![netlogo random float netlogo random float](http://ccl.northwestern.edu/netlogo/models/models/Code%20Examples/Random%20Network%20Example.png)
#Netlogo random float Patch
This will open the agent monitor with all the patch variables, with a value for elevation and patch quality. To check if the statement works, click on the setup button in the interface then right-click on any patch in the view and click inspect patch.

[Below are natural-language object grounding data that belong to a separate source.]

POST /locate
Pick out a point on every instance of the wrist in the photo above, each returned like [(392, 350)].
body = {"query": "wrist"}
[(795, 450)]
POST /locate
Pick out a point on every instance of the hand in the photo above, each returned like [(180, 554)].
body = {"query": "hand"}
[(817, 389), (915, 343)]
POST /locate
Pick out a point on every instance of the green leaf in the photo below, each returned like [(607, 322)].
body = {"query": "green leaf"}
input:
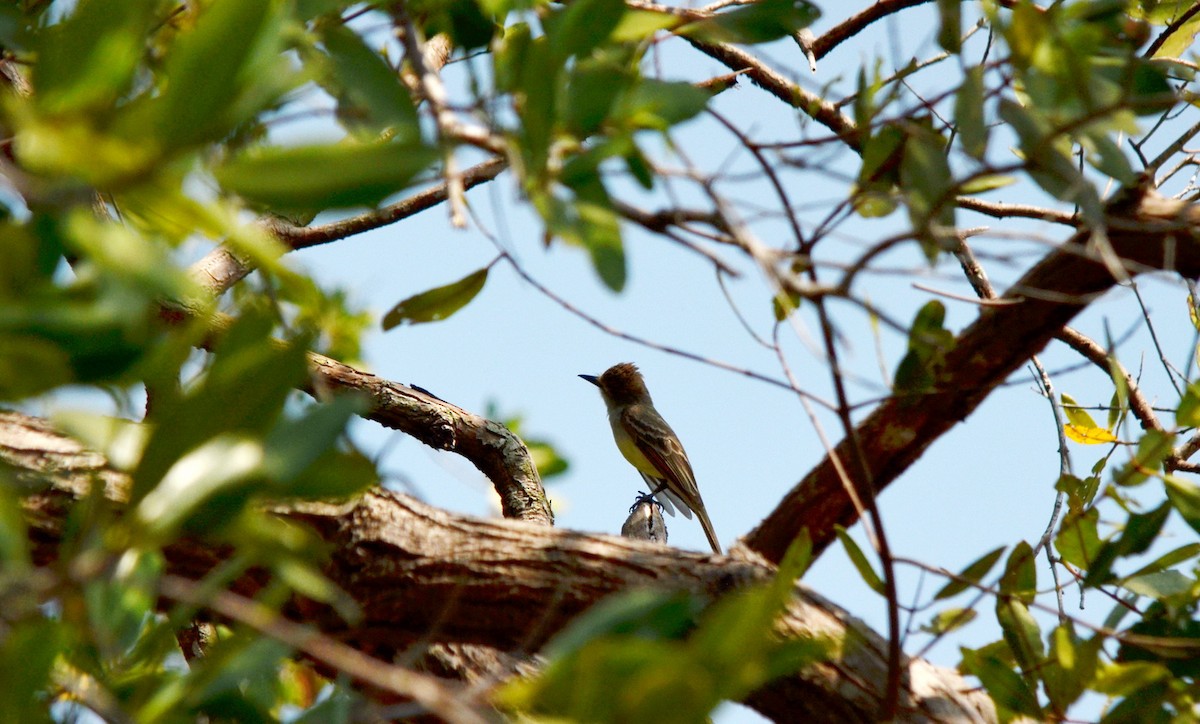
[(1078, 542), (1080, 491), (369, 91), (1021, 633), (970, 575), (581, 27), (28, 652), (1048, 155), (241, 394), (227, 464), (637, 612), (928, 345), (1122, 680), (297, 443), (15, 558), (637, 25), (756, 23), (88, 60), (1068, 670), (1005, 686), (949, 34), (859, 560), (547, 459), (660, 105), (1153, 447), (1140, 532), (987, 183), (231, 47), (324, 177), (928, 184), (592, 91), (1161, 585), (783, 304), (969, 118), (1187, 414), (1185, 497), (949, 620), (437, 304), (1020, 579)]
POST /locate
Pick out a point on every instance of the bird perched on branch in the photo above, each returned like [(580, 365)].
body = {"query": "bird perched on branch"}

#Netlogo random float code
The latter two are fairly simple procedures which we will do straight in the setup procedure.Īdd the following code to the ask patches command in the setup procedure:Ĭheck the random-float primitive in the dictionary and think about the distribution set statements implemented above will give (i.e. 11.3) NetLogo Features And Other Resourcesīesides the artificial landscape we need to calculate insolation from the elevation, initialise patch quality and set PV to false.6.1) Purpose, Entities, State Variables And Scales.5.6) Conceptualizing Agent Based Models (cont'd).5.5) Conceptualizing Agent Based Models.5.3) Purpose, Entities, State Variables And Scales.3.2) Declaration Of Variables, Agents And Collectives.2.2) Implementation Of Agent Based Models (cont'd).
![netlogo random float netlogo random float](https://pic2.zhimg.com/v2-9b19797c8cd8529cba25fe427f428e61_b.jpg)
![netlogo random float netlogo random float](https://pic1.zhimg.com/v2-8dfc11a0cc3278408b46da64c9a13708_1440w.jpg)
![netlogo random float netlogo random float](https://pic1.zhimg.com/v2-84537f75a138ce882a854760a8c71580_b.jpg)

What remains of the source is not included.